Right now, Shhlack is available as a Chrome extension, and this the simplest way to use it. But keep in mind that this only allows you to encrypt messages if you use Slack within your Chrome browser. You can also install it as a patch for the Slack app for Windows, Mac, and Linux, following the instructions provided by Di Paola on the Shhlack GitHub project page.

My editor Emanuel Maiberg and I tested Shhlack on Chrome and it’s pretty easy to use. Basically, all you need to do is install the extension, share the secret passphrase with each other, and start chatting.

Once you install Shhlack, a colorful lock will appear next to the message dialog in Slack. You can send an encrypted message in Slack once Shhlack is installed simply by either clicking on the colorful lock icon, or hitting Alt + S.

The Shhlack message dialog.

At this point, make sure you use the passphrase that you have shared with the friend or colleague you want to send the encrypted message to and voilà: to you and the people who have the shared key, the message will be readable. To others, it will be gibberish.

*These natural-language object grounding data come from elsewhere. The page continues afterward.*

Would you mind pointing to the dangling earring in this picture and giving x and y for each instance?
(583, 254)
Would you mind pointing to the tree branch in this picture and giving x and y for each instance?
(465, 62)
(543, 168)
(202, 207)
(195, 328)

Shhlack works well even in conversations where you only want one specific person in a channel to read your messages. When Emanuel and I tested it in a group chat with our editor-in-chief Jason Koebler, he couldn’t read our messages. This what Emanuel and I saw:

And this is what Jason saw:

As Di Paola told me, Shhlack it’s still in its infancy, and can be improved. For example, Di Paola said the team will try to implement the Signal protocol to avoid using pre-shared keys and make the setup more secure.